Bleaching tolerance and adaptation


There is heated debate about whether corals can adapt quickly enough to cope with climate change.

AIMS is investigating whether corals have sufficient heritable variation in heat tolerance to adapt to climate change over the next several generations. We are also examining the direct adaptive response to selection in the laboratory.

Genetic adaptation occurs when heritable gene variants (such as genes that confer higher or lower heat tolerance) become more common or rare in a population over generations as a result of natural selection.

Bleaching resistance varies between and within coral species, and depends on many factors associated with the host and their algal symbionts, including:

  • the heat stability of certain membranes in the symbiont cell
  • the ability of the zooxanthellae to dissipate excess light energy
  • the density and dynamics of different symbiont types in coral tissues
  • the amount of photo-protective proteins and anti-oxidant enzymes that the coral can produce.
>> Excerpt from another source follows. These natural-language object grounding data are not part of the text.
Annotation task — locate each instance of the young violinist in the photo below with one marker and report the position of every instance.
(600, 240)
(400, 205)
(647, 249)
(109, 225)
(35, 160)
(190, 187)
AIMS is investigating the genes underlying the variation of bleaching resistance in coral by comparing the gene products from corals in warm and cooler environments, and from heat-stressed and non-stressed corals.
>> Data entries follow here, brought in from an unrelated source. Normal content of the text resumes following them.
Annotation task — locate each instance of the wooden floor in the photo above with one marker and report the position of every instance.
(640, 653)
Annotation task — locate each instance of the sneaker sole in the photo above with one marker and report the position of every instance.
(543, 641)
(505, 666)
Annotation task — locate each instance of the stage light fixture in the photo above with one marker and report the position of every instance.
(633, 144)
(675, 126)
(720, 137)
Once AIMS has identified the genes underlying these variations, the distribution of gene variants in warm and cooler regions may point to those that confer the highest heat tolerance. This can be tested in aquarium-based studies using colonies with gene variants that are suspected or known to play a role in heat tolerance.
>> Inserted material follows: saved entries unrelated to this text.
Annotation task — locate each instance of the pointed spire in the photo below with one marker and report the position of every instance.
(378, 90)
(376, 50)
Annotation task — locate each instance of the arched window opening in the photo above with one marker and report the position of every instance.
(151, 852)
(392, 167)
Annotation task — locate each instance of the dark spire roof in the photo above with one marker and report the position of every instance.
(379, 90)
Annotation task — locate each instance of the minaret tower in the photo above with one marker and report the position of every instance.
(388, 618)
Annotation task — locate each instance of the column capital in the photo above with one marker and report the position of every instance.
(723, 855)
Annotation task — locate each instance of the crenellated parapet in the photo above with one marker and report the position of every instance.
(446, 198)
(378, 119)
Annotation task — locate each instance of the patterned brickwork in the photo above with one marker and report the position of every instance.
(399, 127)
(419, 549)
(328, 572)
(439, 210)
Our researchers are also investigating if and how coral parents pass their tolerance on to their offspring. Our research is revealing that temperature-tolerant parents have more tolerant offspring than coral parents less tolerant of high temperatures.

This information can help identify reef coral populations that are either sensitive to or tolerant of bleaching, which will contribute to risk mapping of coral reefs. It can also inform selective breeding of corals and assisted migration of tolerant corals into sensitive populations if this becomes necessary in the future.